The Recruiting R(evolution) Recap: Best Practices for Retaining Talent

By Wednesday, May 14, 2014 Blog No Comments

Streams of purple light streamed out as I opened the two double-doors to the main meeting room. The hall was full of high, nervous energy with the anticipation of the keynote speech. Hoards of talent acquisition professionals chatted excitedly about the imminent arrival of Tony Hsieh, a master of “delivering happiness” to his employees. As I glanced around the room, I noticed a common sense of readiness and anxiety within each of the attendees. They were eager to hear Hsieh discuss his successes with maintaining employee happiness because, while these professionals definitely know how to hire great people, they may have a harder time figuring out how to keep top talent. Maybe Tony held the answers. Nervous chatter filled the room until our keynote speaker took the stage.
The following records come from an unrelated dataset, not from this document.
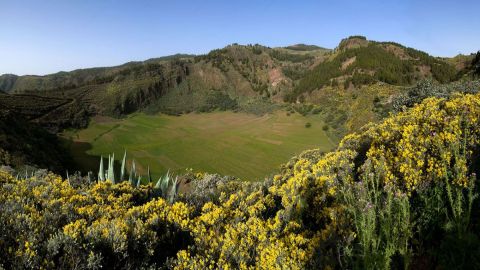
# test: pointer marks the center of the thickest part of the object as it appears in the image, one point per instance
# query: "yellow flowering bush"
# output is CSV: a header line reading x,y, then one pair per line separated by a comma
x,y
45,223
298,219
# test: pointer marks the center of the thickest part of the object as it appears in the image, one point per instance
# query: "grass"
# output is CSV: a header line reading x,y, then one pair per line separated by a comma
x,y
239,144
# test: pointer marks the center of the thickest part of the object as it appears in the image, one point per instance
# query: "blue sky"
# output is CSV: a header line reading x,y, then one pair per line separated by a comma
x,y
46,36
Creating a positive work environment is a topic of great importance – one that very few know how to implement well. Recruiters own the challenge of finding the best people for their organizations, but maintaining that talent is an equally essential task. While 47% of hires made through employee referrals stay at the company for more than three years, it’s no easy feat.You still need to make these people feel consistently valued and welcomed in order to keep them around. In this ever-changing “job shopping” market, candidates are on the hunt for the next best gig almost as soon as they are hired for a new one. Hsieh attempts to defy this trend by maintaining a positive environment for his employees. “If you have good culture, everything else falls into place,” he noted as the Summit’14 crowd listened intently.

A positive company culture is not the only thing that will sustain a strong employee base, urges Hsieh. The corporate brand tends to reflect what happens within an organization, which Hsieh was sure to emphasize in his keynote. If your employees are unhappy, your brand takes a hit. In turn, if your brand somehow acquires a negative connotation through scandal or poor customer service, your colleagues may view the company in a more pessimistic light. While you focus your efforts on finding the best people for open requisitions, you also must find a way for your business to exude positivity from the inside.
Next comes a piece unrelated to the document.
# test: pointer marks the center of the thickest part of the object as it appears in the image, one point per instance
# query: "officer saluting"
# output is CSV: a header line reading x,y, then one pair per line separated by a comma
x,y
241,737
After Tony Hsieh’s inspirational presentation, the room filled with questions and hushed discussion. This energetic atmosphere set the stage for an innovative Day 2 of Summit’14.  Empowered with the idea that they can deliver happiness within their own organizations, the attendees strode into the individual breakout sessions with purpose and determination.

This strong sense of community at Summit lifted my spirits and made me feel like I was truly part of a revolution – one that emboldens professionals to make small, positive alterations in his or her surroundings. I often find myself missing that sense of camaraderie that I found at our user conference. When will I be able to feel that inspired again?  Then I remembered: I am part of my company’s culture, and I can create a positive change within it each day. The opportunity is staring me in the face as the elevator doors open. It can be as simple as surprising a stressed-out coworker with a coffee.

I’m calling all talent acquisition professionals to hire people that value company culture because, as you know, great culture is the key to happiness, which leads to retaining the most effective workers. As Mr. Hsieh wisely notes in his book Delivering Happiness: A Path to Profits, Passion, and Purpose, “Your personal core values define who you are, and a company’s core values ultimately define the company’s character and brand. For individuals, character is destiny. For organizations, culture is destiny.” Reshape your organization’s fate, starting with the next person you hire.